# Analogwertverarbeitung 0-1VDC mit LOGO



## MECHA07 (1 März 2010)

Hallo Freunde aus dem SPS- Forum, 

ich habe eine Frage bezüglich der Analogwertverarbeitung meiner LOGO. 
Die LOGO soll mir die relative Feuchtigkeit im Raum verarbeiten und den Wert am TD darstellen. 
Als Feuchtesensor hab ich den hier von RS bestellt:
http://de.rs-online.com/web/search/searchBrowseAction.html?method=getProduct&R=4637404
Datenblatt ist ja auf der Seite zu finden ;-)

Leider gibt der nur ein Signal von 0-1V aus. Ich habe gerade ein Testprogramm geschrieben, mit einem Verstärker, der mit den Wert um das 10-fache verstärken soll. Außerdem habe ich einen Analog- Schwellwertschalter eingebaut, der bei einer bestimmten Luftfeuchte einen Ausgang schalten soll.

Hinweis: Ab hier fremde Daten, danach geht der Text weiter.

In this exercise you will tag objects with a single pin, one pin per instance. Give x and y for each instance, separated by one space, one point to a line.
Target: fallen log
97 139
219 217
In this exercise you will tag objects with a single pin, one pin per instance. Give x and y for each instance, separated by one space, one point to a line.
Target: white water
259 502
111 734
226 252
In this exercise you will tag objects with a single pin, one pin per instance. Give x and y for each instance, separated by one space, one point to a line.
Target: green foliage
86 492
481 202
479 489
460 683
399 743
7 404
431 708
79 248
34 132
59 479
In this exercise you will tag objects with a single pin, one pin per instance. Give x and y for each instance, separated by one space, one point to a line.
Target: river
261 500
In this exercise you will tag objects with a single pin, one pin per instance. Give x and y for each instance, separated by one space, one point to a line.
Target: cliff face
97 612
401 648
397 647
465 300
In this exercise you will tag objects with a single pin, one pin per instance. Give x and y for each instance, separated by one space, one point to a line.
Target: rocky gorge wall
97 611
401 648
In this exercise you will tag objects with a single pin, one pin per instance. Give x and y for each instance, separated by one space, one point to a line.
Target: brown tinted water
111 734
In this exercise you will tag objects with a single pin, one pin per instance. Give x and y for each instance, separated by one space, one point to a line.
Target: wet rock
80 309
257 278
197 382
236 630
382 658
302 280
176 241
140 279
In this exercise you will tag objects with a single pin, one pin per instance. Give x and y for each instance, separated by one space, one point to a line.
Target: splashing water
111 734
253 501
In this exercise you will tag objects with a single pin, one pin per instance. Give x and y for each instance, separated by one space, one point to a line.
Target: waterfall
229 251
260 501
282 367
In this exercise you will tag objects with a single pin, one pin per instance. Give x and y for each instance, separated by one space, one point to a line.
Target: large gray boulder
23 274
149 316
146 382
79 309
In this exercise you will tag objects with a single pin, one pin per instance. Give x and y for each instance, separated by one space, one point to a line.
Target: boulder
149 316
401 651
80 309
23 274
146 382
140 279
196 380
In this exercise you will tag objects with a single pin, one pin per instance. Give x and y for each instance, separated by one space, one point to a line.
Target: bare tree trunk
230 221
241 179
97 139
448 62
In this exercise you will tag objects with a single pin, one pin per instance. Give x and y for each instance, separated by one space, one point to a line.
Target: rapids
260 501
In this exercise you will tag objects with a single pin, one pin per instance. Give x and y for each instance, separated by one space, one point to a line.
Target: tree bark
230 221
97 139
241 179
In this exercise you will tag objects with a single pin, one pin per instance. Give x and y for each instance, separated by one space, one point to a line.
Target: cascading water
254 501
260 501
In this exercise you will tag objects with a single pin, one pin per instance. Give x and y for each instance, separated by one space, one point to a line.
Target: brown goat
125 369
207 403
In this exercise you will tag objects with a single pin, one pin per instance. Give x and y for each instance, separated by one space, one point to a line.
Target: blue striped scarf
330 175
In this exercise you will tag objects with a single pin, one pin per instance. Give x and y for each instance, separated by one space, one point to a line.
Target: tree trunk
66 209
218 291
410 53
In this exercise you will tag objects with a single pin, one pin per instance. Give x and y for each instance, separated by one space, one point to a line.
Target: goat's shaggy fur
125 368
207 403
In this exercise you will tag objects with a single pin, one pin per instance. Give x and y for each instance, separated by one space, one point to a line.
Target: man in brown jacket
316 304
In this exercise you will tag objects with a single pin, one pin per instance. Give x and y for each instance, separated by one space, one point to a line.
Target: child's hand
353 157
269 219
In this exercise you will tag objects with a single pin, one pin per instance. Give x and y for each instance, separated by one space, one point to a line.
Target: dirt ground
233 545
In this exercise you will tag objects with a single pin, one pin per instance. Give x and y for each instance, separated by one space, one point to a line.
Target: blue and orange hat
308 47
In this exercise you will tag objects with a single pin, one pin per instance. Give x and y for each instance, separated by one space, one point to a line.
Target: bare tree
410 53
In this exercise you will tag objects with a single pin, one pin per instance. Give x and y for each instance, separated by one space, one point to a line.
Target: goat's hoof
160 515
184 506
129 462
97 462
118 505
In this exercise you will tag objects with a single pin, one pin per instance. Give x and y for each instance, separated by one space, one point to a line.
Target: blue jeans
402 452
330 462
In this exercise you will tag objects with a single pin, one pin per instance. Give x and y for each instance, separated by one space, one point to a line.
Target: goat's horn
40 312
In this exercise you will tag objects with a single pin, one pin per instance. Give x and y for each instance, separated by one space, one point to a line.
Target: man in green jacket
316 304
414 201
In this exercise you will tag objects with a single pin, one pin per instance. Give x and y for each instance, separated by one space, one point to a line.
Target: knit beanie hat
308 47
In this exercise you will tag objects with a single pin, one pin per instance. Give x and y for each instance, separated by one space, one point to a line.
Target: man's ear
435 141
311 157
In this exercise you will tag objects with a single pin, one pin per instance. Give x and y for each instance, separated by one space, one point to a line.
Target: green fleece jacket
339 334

Am TD soll der aktuelle Feuchtigkeitswert angezeigt werden. 
Angeschlossen sind die PINs 3 an -, 5 an + und der PIN 7 geht in den AI8 der LOGO.
Nur leider bekomme ich am TD überhaupt keinen Wert angezeigt. 
Dort steht lediglich 0.000 (hab 3 Nachkommastellen eingestellt, da der Sensor eine Auflösung von 0.124%rh hat).

Habe ich einen Fehler gemacht oder kann man 0-1V nicht einlesen?

Falls etwas unklar sein sollte, fragt einfach nach.

Vielen Dank für eure Hilfe!!!

mfg

Christian


----------



## vierlagig (1 März 2010)

an welches + geht die 5? ...24V?


----------



## MECHA07 (1 März 2010)

Oh, entschuldigung, hab ich vergessen...

die 5 geht an +5V, zwischen den 24VDC hab ich um 5VDC zu bekommen einen DC/DC Wandler geschaltet, hab auch schon alles durchgemessen, kommen überall die richtigen Werte raus.
Ich hab hier auch noch so eine Wetterstation, die gleichzeitig Feuchtigkeit anzeigt. Der Wert liegt aktuell bei 29%rh. Der Feuchtesensor (zwischen PIN 7+ und PIN 3- gemessen) gibt eine Spannung von 0,287VDC aus.


----------



## vierlagig (1 März 2010)

die bezugsmasse ist die selbe?
benutzt du AI1 oder AI2 im programm?

(ich sag mal, die 10bit-auflösung ist zwar nicht dolle, aber es sollte zumindest was zu sehen sein...)


----------



## MECHA07 (1 März 2010)

Bezugsmasse ist die selbe (PIN 3) oder was meinst du?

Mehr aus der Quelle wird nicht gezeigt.